Der beste Werbeträger für das Tierschutzprojekt der Gemeinde Wachock und dem Tierschutzbund ist der Pfarrer der Gemeinde. Vor kurzem predigte er von der Kanzel herunter, dass die Menschen für ihre Katzen und Hunde verantwortlich sind und sie durch den Tierschutzbund kastrieren und medizinisch versorgen lassen sollen. Seither stehen die Telefone nicht mehr still, viele Menschen sind äusserst dankbar für das Angebot.

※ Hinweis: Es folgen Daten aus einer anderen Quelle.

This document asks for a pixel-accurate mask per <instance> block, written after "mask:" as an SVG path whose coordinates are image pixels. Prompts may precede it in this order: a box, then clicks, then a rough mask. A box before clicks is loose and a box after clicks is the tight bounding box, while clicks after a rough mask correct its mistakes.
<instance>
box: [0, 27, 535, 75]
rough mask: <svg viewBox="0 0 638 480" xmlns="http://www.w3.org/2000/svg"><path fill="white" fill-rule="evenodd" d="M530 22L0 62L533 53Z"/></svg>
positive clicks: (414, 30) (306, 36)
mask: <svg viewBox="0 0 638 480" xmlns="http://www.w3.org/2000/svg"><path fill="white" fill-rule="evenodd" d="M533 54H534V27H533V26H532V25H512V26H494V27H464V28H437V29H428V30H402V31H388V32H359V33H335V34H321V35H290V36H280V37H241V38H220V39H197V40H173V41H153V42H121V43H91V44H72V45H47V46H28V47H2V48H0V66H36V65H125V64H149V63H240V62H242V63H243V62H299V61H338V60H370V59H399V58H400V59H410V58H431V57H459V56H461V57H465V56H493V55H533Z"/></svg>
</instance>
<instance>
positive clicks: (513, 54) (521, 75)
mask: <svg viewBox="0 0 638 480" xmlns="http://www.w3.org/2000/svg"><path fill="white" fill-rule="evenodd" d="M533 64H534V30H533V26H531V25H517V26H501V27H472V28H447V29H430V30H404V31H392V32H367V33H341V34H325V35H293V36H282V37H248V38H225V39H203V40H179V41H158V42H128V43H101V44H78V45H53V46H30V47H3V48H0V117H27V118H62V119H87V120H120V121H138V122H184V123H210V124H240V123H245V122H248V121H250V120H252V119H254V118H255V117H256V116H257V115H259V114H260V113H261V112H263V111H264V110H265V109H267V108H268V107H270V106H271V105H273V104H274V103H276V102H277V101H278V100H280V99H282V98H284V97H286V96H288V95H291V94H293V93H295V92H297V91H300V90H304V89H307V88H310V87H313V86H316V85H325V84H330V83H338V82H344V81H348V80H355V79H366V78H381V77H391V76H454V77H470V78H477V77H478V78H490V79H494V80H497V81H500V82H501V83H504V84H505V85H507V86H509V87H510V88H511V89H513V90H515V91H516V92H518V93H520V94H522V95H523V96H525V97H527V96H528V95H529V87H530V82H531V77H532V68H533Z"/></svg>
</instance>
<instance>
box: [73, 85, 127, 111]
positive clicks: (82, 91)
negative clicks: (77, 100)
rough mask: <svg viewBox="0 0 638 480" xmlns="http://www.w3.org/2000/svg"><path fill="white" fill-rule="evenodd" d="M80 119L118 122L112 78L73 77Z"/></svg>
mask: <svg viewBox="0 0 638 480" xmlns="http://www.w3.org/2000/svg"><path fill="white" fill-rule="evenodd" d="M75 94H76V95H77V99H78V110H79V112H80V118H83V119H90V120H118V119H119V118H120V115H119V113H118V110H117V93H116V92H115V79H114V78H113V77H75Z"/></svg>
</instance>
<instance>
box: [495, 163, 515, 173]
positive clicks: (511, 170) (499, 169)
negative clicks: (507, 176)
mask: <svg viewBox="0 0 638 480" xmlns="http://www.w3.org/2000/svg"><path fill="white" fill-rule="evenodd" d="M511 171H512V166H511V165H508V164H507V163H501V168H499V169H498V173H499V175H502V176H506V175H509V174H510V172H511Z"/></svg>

Allein in den letzten zwei Wochen wurden 21 Hunde und Katzen kastriert. Nadja berichtet immer wieder, dass viele Tierhalter sehr fürsorglich mit ihren Hunden und Katzen umgehen. Haltungsfehler passieren auch durch mangelnde Information. Unermüdlich klärt Nadja über die Bedürfnisse der Tiere auf, operierte Tiere werden besucht und ihr Gesundheitszustand überprüft. Nur so zeigt das Kastrationsprojekt eine langfristige und nachhaltige Wirkung.